Pondering Panda – a member of the World of Avatar group, which owns Mxit – used cellphones to gather the data for the poll in the wake of Zuma’s comments at the opening of the ANC policy conference in Midrand last week, where he called for a “giant leap” in economic transformation efforts.
The conference appeared to spell the end of the government’s proposed youth wage subsidy and the adoption, instead, of a “job-seekers grant”.
The ANC also proposed community service for all tertiary students, who would be compelled to do an internship of at least a year in the service of the state after graduating, similar to that done by medical graduates in state hospitals.

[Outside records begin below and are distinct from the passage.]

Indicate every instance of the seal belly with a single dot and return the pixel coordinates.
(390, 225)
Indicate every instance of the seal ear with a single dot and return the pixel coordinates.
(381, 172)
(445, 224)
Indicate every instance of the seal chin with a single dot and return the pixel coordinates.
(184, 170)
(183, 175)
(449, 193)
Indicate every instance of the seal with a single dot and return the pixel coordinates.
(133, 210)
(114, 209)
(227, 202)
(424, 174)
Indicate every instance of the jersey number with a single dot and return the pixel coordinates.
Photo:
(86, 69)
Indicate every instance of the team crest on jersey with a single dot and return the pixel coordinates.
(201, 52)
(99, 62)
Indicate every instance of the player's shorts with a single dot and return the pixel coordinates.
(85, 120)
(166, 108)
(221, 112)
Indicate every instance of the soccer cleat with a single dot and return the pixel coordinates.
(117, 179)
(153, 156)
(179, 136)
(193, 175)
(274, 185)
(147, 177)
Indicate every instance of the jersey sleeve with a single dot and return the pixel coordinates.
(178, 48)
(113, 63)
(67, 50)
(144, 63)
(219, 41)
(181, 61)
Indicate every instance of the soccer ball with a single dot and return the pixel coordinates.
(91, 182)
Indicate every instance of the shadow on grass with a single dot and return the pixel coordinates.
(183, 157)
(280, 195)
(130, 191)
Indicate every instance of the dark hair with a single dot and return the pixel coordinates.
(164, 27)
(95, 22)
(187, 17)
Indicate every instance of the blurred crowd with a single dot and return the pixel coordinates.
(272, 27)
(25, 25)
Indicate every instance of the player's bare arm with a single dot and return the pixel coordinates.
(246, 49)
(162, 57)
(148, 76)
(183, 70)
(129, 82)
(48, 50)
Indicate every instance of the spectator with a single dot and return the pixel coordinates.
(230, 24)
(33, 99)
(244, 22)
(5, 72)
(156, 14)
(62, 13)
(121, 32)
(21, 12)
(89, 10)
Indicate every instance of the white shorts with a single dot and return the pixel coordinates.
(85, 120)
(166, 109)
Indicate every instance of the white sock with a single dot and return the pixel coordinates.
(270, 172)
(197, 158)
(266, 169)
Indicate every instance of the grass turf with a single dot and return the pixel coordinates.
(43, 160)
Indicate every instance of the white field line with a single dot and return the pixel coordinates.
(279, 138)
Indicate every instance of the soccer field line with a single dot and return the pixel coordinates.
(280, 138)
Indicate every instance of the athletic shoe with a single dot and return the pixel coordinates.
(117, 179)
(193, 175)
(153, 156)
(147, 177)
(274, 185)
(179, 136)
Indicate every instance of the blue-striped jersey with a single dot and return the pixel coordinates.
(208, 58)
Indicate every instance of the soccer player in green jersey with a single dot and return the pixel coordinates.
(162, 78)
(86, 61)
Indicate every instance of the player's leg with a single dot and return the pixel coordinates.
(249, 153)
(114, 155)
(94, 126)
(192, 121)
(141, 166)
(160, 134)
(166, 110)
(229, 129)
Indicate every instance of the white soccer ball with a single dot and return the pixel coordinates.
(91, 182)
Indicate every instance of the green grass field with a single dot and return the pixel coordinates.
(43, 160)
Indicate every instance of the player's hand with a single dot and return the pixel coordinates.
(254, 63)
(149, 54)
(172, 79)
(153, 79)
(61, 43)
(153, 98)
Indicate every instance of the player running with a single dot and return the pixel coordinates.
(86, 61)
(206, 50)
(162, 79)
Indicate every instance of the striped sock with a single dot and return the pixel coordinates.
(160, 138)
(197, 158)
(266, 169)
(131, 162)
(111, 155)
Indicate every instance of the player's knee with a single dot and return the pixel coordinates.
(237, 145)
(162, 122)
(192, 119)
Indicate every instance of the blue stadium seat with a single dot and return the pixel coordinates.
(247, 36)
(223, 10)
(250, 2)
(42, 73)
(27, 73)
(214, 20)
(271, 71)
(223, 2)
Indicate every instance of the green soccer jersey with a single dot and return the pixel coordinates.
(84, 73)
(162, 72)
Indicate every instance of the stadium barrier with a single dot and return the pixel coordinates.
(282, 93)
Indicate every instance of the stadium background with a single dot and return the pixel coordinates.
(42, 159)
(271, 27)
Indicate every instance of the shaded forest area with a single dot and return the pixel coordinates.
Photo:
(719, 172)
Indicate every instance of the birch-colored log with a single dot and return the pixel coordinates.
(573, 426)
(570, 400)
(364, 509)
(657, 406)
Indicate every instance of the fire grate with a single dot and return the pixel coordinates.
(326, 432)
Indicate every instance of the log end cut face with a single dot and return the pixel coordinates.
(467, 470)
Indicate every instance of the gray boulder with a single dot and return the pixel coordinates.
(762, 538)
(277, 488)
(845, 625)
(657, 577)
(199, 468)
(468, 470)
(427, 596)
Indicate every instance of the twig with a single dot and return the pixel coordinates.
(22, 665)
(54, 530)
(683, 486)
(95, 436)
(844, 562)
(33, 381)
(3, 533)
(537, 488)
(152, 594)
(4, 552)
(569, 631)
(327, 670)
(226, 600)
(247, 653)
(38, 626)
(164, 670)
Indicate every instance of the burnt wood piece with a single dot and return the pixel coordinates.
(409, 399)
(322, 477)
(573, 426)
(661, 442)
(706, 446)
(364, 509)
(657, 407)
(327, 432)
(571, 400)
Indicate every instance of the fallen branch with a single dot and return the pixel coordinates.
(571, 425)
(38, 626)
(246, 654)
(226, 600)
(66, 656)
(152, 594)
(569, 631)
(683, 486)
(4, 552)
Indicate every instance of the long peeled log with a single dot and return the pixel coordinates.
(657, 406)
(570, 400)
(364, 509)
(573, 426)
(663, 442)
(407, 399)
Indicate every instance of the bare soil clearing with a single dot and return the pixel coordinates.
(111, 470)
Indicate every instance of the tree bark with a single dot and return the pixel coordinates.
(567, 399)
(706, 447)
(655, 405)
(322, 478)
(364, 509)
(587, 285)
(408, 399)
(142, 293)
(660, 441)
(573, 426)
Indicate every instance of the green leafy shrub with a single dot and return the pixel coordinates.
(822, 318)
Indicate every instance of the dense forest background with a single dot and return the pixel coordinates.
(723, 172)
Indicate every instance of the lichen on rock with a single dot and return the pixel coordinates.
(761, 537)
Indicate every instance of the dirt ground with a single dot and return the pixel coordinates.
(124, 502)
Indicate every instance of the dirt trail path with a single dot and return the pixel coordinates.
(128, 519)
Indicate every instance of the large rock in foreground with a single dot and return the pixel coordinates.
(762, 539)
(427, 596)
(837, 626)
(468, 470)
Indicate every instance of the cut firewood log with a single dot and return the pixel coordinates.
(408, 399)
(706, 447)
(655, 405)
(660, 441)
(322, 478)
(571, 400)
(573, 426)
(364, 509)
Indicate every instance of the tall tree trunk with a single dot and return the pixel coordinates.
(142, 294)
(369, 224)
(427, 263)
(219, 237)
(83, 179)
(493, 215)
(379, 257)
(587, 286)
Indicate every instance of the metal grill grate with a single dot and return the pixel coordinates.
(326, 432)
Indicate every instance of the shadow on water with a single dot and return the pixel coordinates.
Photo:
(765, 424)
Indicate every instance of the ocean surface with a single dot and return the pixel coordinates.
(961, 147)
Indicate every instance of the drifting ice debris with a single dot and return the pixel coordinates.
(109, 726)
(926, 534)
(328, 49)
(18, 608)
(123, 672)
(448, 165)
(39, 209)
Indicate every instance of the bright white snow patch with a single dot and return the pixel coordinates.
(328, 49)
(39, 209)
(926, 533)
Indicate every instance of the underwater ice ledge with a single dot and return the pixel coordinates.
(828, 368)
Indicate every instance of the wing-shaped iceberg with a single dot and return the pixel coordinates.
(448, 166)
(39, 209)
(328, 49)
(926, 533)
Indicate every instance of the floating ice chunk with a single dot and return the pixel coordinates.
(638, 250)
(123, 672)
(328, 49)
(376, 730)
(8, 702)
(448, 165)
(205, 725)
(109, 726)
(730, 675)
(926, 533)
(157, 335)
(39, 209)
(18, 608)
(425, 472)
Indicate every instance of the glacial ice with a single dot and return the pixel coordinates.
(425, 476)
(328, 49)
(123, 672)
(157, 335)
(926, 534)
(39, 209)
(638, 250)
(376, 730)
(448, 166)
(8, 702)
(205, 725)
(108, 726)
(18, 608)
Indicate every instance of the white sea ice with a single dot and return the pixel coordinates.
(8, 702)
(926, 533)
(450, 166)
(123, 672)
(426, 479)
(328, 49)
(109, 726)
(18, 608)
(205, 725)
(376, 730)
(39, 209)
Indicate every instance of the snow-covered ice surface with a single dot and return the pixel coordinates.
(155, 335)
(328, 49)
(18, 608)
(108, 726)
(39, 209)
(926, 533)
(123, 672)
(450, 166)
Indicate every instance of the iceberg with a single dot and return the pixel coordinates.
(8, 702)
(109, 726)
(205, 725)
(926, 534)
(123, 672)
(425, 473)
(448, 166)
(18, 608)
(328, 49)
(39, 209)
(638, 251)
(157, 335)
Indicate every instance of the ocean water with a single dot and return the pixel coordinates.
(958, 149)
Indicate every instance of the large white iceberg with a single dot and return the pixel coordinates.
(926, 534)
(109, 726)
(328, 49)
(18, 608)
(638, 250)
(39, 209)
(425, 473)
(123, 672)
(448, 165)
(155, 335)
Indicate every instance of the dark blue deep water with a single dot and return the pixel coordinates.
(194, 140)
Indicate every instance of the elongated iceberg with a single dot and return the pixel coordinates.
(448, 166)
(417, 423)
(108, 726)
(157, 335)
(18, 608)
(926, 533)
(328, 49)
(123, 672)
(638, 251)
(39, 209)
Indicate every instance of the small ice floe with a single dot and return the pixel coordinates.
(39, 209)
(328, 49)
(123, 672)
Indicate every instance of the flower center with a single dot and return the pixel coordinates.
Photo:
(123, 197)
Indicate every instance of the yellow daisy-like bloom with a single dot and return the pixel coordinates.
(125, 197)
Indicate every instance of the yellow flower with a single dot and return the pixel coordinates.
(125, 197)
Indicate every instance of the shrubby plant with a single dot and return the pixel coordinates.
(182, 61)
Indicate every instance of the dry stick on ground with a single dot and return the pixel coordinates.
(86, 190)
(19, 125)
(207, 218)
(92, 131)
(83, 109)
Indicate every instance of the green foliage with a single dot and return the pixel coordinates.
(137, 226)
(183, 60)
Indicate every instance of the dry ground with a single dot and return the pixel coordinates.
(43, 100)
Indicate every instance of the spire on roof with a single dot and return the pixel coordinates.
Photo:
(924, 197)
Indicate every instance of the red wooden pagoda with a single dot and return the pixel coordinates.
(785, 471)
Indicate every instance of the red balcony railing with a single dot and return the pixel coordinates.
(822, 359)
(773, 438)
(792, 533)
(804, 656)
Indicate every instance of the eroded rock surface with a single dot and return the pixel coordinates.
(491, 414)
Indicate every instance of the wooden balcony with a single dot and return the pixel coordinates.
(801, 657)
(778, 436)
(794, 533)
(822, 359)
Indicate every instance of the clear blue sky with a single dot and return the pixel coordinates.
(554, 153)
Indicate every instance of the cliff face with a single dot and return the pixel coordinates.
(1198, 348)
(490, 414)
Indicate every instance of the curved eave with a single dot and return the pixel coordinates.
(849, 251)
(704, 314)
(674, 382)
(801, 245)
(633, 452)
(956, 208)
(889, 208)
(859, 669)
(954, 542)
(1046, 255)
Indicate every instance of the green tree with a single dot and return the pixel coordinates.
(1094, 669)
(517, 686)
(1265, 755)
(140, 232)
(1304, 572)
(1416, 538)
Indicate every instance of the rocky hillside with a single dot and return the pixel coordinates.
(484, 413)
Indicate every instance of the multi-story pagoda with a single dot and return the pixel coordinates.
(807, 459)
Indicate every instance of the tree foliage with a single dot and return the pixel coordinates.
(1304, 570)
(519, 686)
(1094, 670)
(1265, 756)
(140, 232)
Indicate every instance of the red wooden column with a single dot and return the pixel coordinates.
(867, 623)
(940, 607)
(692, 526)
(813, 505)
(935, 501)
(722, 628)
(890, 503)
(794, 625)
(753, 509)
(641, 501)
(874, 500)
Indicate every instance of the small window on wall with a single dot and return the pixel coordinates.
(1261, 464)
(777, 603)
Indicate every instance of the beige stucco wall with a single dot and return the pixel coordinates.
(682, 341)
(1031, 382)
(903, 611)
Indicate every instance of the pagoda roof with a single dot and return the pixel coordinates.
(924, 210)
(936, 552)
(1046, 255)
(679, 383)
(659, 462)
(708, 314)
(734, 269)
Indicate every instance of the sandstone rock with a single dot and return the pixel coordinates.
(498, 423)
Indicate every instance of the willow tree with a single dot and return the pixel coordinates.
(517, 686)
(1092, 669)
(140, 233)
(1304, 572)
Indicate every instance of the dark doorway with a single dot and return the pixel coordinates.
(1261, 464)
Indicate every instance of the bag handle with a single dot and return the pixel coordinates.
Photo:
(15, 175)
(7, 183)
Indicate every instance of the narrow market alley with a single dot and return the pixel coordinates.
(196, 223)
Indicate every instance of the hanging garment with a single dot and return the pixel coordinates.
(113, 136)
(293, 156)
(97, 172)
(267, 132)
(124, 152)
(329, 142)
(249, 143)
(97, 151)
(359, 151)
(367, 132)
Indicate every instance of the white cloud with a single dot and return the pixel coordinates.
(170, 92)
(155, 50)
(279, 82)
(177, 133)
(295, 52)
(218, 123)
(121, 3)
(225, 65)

And the conference directed that a policy for free higher education for all undergraduate-level students, from poor and working-class communities, must be finalised for the party’s elective conference in December for phased implementation as soon as possible.
The party’s 2007 national conference saw a strong call for free tertiary education for all, but this has not materialised.
There was also a proposal for unemployed youths to be taken up in a compulsory youth service to give them skills and work experience.
These proposals have been welcomed by the ANC Youth League. They will be fleshed out at the ANC’s national conference in December, after the party’s branches have discussed them and fine-tuned details of their possible implementation.
Only the national conference can make changes to ANC policy, which is then supposed to feed into government programmes.
The survey was aimed at measuring Zuma’s credibility among young South Africans on delivering on his promises relating to education and unemployment.
The company has, in the past seven months, used cellphones to conduct more than 1 million interviews with the youth on a variety of topics.
The respondents came from throughout the country, with nearly all of them aged 34 years and younger, and 51 percent of the sample aged between 18 and 24.
“The results show that President Zuma’s credibility has taken a serious knock among young people, with many of his promises falling on deaf ears,” said Butch Rice, of Pondering Panda.
“Quite simply, many young people just don’t believe anything he says – a damning indictment of our president when it comes to young South Africans struggling to achieve a better future. His relatively stronger scores among the poor might well be an indication that efforts to alleviate the plight of the poor are starting to bear fruit. However, even there his credibility levels are alarmingly low.”
Pondering Panda found significant demographic differences in opinion, with 41 percent of young black South Africans coming out as the most positive about Zuma’s efforts and believing in the sincerity of his efforts. Just under half of the Indian and white respondents said they did not believe anything he said.